His dedication to the Armed Services Blood Program (ASBP) earned him a Lifetime Achievement Award, which was presented posthumously at the ASBP’s annual meeting in October. His widow, Emma Hann of Bowling Green, accepted the award on his behalf, remarking how much he loved his work at BGSU and with the blood bank program.
Before coming to BGSU to teach in 1967, Hann was a military policeman during the Korean War and then worked at the National Naval Medical Center and the National Institutes of Health. At BGSU, he taught bacteriology, microbiology and virology and was involved in developing the medical technology and blood bank programs at the University.
According to Navy Capt. Roland Fahle, ASBP director, Hann was “a trailblazer” who “opened a door that never closed for many blood bankers.” He was best known for his work with ASBP’s Specialist in Blood Banking Fellowship Program, which trains clinical laboratory officers from all three branches of the Armed Services in the advanced, specialized blood bank topics necessary in the health care industry. Military blood bank fellows were scholastically empowered to propel the military blood banks worldwide into fulfilling their military readiness mission.
As a mentor to hundreds, if not thousands, of biology students, he was known for excellent clinical and pedagogical skills. Four of his former students — Col. (Ret.) Anthony Polk ’74; Dr. W. Patrick Monaghan ’72, ’74, ’75; Col. (Ret.) James Berger ’83, ’85; and Dr. Jerry Holmberg ’84, ’85 — nominated Hann for the lifetime achievement award. They each had successful careers in the military blood bank program and previously earned the ASBP lifetime achievement awards for their own contributions.

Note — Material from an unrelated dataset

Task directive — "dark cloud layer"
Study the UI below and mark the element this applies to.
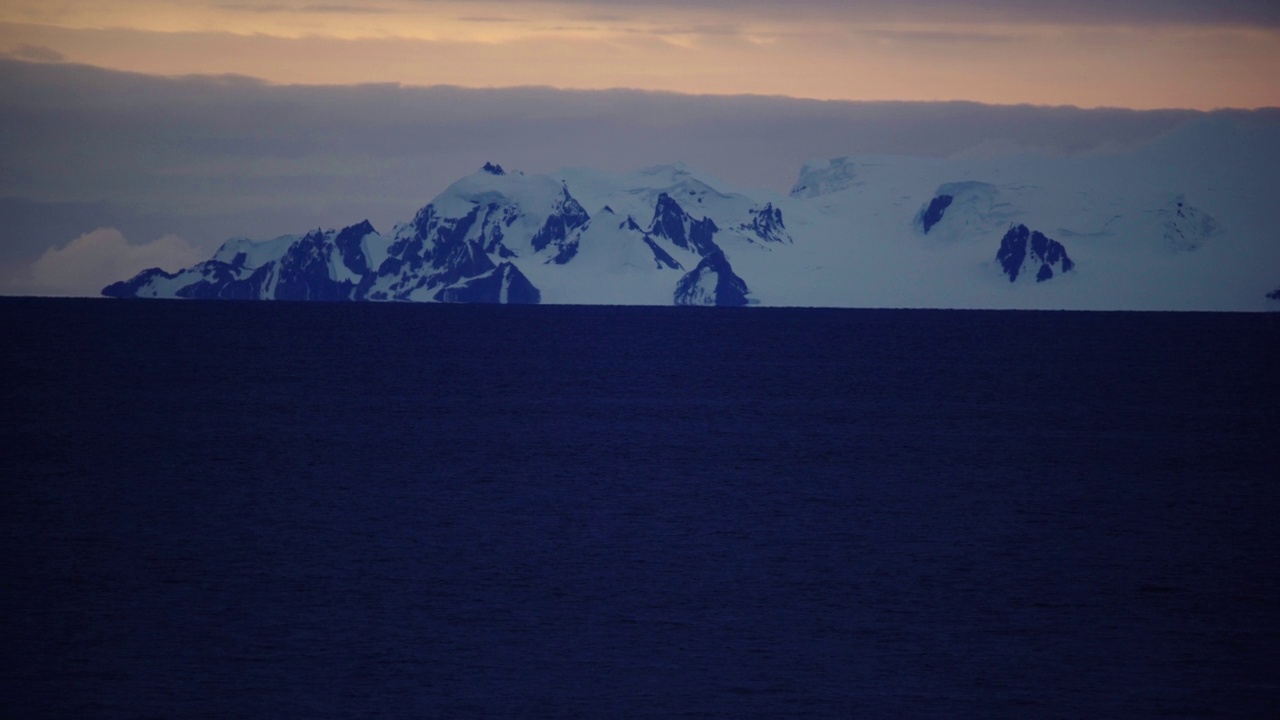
[412,0,1280,27]
[0,59,1249,271]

“His personal efforts resulted in convincing key members of the U.S. Army and the administration of Bowling Green State University into a formalized relationship in supporting research, training and education,” his nominators stated.

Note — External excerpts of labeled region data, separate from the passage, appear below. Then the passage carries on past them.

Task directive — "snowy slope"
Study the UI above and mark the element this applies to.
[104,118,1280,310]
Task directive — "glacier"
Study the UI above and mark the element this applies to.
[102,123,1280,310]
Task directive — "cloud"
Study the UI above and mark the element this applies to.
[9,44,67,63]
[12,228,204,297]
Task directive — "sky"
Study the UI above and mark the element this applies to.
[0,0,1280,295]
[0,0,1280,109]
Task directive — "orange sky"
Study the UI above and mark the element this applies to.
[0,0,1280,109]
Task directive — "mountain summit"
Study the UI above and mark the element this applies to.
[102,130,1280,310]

In 1972 during a visit to the U.S. Army Medical Research and Development Command, Hann, who was also a colonel in the U.S. Army Reserves, recognized the possibility of establishing a professional relationship between academia and the training provided by the U.S. Army in the tri-service Blood Bank Fellowship.
Because of the partnership, the University incorporated the military blood bank fellowship training program into the curriculum with attendant credits. Thereafter, military blood bank students could use their hard-earned credits as part of a graduate degree program and go on to obtain their doctorate as well. Hann helped develop stringent course work and intensive training which ensured that the students graduated from the program as true specialists.
For 18 years, fellowship students could apply to the graduate school at the University and receive formal credit toward their graduate degrees. More than 100 officers received graduate credit hours, many of whom earned a master’s degree in applied biology (immunohematology), and five completed their research and earned doctoral degrees.
“Dr. Hann helped so many military students attain their graduate degrees. I remember the many dinner parties he and his wife hosted for all of his students, always keeping the Blood Bank Fellowship program family-oriented. He was a good mentor and had a heart of gold,” Monaghan said.
Polk commented on Hann’s “sincere desire to help anyone he came in contact with, especially military personnel." He added, “I was among many military officers that Dr. Hann helped obtain a graduate degree from Bowling Green State University. My degree allowed me to go on and achieve high-level positions in the field of blood banking.”
In addition to being a distinguished scientist and professor, Hann was a Boy Scout leader for 48 years, active in his church and an avid student of Civil War medical history. He was the first president of the Northwest Ohio Lung Association, an active member of the Sigma Xi Scientific Research Society and a more than 50-year member of the American Society for Microbiology. He was also a lifetime member of the Association of Military Surgeons of the U.S., an active member of the Korean War Veterans Association, the Military Officers Association and served as the Reserve Officer liaison for the Bowling Green State University ROTC.